Encontrar casais desequilibrados no Metro é algo que, embora triste e doloroso, tem por vezes o dom de dar cor aos dias, quando a estupidez se mistura na equação.
Ontem, seguia um destes pares deslaçados no Metro, ao meu lado. Ele já ia na carruagem. Ela entrou na Cidade Universitária, creio. Sem falar, ela pregou-lhe um beijo seco, básico, rápido, insonso, ainda que este último adjectivo eu não o possa comprovar. Mas pareceu-me, digamos assim, e não o discutamos mais.
Ainda sem falarem, ele pôs-se a dançar com a cabeça, para a esquerda e para a direita, para observar as madeixas dela que, escuras e lisas, lhe escorriam dos dois lados do rosto, fugindo como estalactites de um gorro grosso que lhe ficava mal. Ela fitava-o, quieta. De seguida, ele assentou-lhe uma mão aberta sobre o alto da cabeça. Ela explodiu:
– Qu’é que tu ’tás a fazer?
Ele retirou a mão e murmurou algo de que não fui capaz de extrair sentido.
– Não sejas parvo. — avisou ela. Depois, olhou para o livro na mão dele, e disse:
– Qu’é isso? Agora ’tou a ler o Prézinger.
– Prizinger.
– Prézinger.
– Prizinger. Em inglês não há o som é.
– E o qu’é qu’eu disse? Prêzinger.
– Prézinger.
– Pois, Prêzinger.
– Vês? Prézinger!
– Já não te posso ouvir! Prêzinger! Parece que não sabes falar, tu.
Tive muita pena de não continuar a assistir àquela história de amor, pois o final prometia divertir-me grandemente.

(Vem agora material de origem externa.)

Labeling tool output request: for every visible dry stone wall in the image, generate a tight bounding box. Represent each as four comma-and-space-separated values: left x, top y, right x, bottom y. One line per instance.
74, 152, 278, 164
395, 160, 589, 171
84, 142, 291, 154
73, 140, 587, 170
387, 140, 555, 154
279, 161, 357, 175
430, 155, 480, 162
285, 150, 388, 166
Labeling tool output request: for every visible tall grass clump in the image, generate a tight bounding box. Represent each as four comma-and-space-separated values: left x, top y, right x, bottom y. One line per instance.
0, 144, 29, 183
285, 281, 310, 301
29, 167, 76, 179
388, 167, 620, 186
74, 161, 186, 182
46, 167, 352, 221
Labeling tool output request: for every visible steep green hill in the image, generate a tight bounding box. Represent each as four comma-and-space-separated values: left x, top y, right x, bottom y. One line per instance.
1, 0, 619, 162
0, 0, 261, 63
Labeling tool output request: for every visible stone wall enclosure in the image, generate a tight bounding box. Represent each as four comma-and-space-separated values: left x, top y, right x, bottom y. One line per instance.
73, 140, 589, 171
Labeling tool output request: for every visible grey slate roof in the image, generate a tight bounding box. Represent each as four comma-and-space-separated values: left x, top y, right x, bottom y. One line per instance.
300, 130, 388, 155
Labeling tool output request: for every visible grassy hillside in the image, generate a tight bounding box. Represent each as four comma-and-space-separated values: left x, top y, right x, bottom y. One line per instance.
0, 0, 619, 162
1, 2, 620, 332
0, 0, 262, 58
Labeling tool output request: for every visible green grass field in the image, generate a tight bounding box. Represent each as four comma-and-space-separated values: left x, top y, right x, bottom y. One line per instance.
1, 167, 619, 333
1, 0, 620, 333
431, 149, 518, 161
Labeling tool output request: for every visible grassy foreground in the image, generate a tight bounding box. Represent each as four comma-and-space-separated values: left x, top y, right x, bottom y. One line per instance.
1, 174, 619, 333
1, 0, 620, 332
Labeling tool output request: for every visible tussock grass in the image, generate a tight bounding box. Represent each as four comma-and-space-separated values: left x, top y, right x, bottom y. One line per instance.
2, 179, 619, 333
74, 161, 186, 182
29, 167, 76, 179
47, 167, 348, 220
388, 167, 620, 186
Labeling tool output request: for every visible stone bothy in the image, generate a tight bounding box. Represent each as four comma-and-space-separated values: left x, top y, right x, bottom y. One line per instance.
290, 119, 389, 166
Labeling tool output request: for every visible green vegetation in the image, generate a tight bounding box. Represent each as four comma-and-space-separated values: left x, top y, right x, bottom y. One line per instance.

Se eu tivesse mais lata, e fosse eu talvez alguém mais decente, tê-los ia aconselhado a sair em estações diferentes e a que se esquecessem mutuamente. Salvavam-se, assim, duas vidas, uma casa, um carro, talvez até um cão e, sobretudo, aquele secador de cabelo que um dia hão-de atirar pela janela.